### Date Representations

Here we provide the logic for parsing all the date and times from a given Chinese Wikipedia page.

- Dates are to be formatted to ISO8601
- A single page might contain multiple 'date and time' representation styles
- Representations may be incomplete

Examples

- 民國 105 年 10 月 10 日 (Taiwan datetime representation for 2016-10-10)
- 2016-10-10
- Oct. 10, 2016
- 2016 年 10 月 (Chinese date representation for Oct. 2016)
- 10 月 10 日 (Chinese date representation for Oct. 10th)
- 同年 10 月 (Chinese date representation for 'In the same year, .... In October, ....')
- 本月 10 日 (Chinese date representation for 'In this month, .... On 10th, ....')
- 平成 28 年 10 月 10 日等等 (Japanese datetime representation for 2016-10-10)

## Entry

How can the accuracy of parsing 'date and time' representations be improved for different?

## Advanced 

How can we parse 'date and time' representations that are not represented by standard/normal representation style, e.g., Christmas Eve for Dec. 24th or '雙十節' for Oct. 10th (a Taiwanese Festival).

## Challenge 

How can we derive correct the 'date and time' from the contexts of a corpus, e.g., 'On May 20th, Ing-Wen Tsai took her oath as the president of Taiwan. Next day, ...' in which the 'Next day' is May 21st.

In [1]:
%load_ext autoreload
%autoreload 2

In [2]:
import re
import requests
from bs4 import BeautifulSoup

In [3]:
html = requests.get('http://en.wikipedia.org/wiki/Aquamole_Pot').text
soup = BeautifulSoup(html, 'html.parser')

In [5]:
# print(soup.prettify())

### Init and compile regex

In [17]:
# Asian dates. Matches examples: a,d,e,f,
asian_dates = r"(?P<roc>\D{2})?(?P<year>\d{1,3}\D{1}|[0-9]{4}\D{1})?(?P<month>0?[1-9]月|1[0-2]月)(?P<day>3[01]日|[12][0-9]日|0?[1-9]日)?"
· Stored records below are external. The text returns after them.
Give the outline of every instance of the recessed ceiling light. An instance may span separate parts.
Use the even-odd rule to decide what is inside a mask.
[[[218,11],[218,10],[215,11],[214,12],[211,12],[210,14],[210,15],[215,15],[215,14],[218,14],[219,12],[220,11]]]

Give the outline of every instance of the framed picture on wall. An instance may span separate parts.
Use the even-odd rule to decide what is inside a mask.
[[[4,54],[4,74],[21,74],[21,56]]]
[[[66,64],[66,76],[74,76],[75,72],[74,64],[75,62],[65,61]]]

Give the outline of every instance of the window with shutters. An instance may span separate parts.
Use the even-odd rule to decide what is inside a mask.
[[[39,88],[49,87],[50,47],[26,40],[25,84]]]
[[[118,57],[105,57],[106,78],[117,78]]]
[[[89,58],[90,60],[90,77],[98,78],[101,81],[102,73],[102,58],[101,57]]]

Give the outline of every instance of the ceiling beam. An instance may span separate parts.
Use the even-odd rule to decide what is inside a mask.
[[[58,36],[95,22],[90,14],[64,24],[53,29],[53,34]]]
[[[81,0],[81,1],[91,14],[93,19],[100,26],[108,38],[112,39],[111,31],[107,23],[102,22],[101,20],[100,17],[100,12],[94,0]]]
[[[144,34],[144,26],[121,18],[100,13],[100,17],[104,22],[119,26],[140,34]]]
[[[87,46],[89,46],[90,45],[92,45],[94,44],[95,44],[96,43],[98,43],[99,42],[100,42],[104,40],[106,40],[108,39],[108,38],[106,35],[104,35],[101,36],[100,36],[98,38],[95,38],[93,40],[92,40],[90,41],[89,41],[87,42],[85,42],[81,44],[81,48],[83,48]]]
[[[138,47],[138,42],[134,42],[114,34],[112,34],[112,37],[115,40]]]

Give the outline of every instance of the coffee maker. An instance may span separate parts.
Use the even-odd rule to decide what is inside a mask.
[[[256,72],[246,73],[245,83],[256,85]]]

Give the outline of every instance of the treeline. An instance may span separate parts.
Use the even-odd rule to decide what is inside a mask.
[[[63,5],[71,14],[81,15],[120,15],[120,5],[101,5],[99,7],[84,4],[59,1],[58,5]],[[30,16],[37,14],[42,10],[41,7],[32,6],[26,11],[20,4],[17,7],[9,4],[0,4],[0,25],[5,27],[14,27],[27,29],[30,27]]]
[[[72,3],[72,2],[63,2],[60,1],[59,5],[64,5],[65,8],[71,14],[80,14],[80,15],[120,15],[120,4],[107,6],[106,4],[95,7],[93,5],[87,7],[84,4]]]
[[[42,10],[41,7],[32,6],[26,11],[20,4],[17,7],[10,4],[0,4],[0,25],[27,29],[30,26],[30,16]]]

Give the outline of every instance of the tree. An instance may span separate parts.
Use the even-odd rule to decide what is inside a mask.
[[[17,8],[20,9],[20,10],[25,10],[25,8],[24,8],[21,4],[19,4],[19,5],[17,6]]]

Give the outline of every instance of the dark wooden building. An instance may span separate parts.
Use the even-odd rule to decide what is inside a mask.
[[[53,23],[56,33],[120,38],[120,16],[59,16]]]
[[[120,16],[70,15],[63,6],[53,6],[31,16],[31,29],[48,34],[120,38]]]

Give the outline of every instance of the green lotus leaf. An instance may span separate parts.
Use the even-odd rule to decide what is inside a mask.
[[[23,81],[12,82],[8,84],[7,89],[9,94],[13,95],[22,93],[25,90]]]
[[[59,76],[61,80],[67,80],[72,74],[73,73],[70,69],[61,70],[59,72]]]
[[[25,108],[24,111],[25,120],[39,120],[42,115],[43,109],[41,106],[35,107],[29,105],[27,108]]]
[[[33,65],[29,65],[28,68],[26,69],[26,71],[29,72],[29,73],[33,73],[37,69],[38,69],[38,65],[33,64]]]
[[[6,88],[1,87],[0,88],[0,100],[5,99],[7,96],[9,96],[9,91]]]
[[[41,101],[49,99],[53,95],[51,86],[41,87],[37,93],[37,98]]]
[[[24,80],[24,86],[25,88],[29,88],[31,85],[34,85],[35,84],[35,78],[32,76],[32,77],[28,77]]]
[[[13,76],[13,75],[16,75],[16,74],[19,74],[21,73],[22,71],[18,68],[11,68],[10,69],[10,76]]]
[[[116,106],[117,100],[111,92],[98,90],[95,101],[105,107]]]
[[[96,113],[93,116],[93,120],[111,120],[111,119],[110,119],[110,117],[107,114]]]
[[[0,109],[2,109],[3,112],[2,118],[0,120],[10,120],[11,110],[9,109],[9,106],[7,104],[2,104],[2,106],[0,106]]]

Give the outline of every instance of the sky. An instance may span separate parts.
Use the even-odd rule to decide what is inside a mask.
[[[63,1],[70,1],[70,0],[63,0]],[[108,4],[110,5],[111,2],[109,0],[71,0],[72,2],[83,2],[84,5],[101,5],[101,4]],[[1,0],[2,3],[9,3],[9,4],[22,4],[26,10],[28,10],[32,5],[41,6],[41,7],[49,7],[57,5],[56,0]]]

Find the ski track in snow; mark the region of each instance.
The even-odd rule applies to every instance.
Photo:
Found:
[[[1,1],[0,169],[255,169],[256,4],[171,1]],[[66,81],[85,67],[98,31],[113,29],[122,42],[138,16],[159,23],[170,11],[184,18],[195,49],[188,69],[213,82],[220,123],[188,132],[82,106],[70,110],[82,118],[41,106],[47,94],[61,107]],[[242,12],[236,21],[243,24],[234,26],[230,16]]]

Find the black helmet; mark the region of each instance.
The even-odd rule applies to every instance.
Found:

# ISO date. Matches example: b
iso_dates = r"(?P<year>\d{4})\D?(?P<month>0[1-9]|1[0-2])\D?(?P<day>[12]\d|0[1-9]|3[01])"

# Month text representation. Matches example: c
text_month = r"(?P<month>[a-zA-z]{3,9})(?:\D{1,2})(?P<day>[12]\d|0?[1-9]|3[01])(?:\D{1,5})(?P<year>\d{4})"

# Chinese representation. Current year and month, given day. Matches example: g
# Need to do a cleanup after for month validation
given_day = r"(?P<month>本月)(?P<day>[12]\d\D{1}|0?[1-9]\D{1}|3[01]\D{1})"

cmp_asian_dates = re.compile(asian_dates)
cmp_iso_dates = re.compile(iso_dates)
cmp_text_month = re.compile(text_month, re.IGNORECASE)
cmp_given_day = re.compile(given_day, re.IGNORECASE)

In [18]:
s = "民國105年10月10日"
x = cmp_asian_dates.search(s)
x.group('roc')

'民國'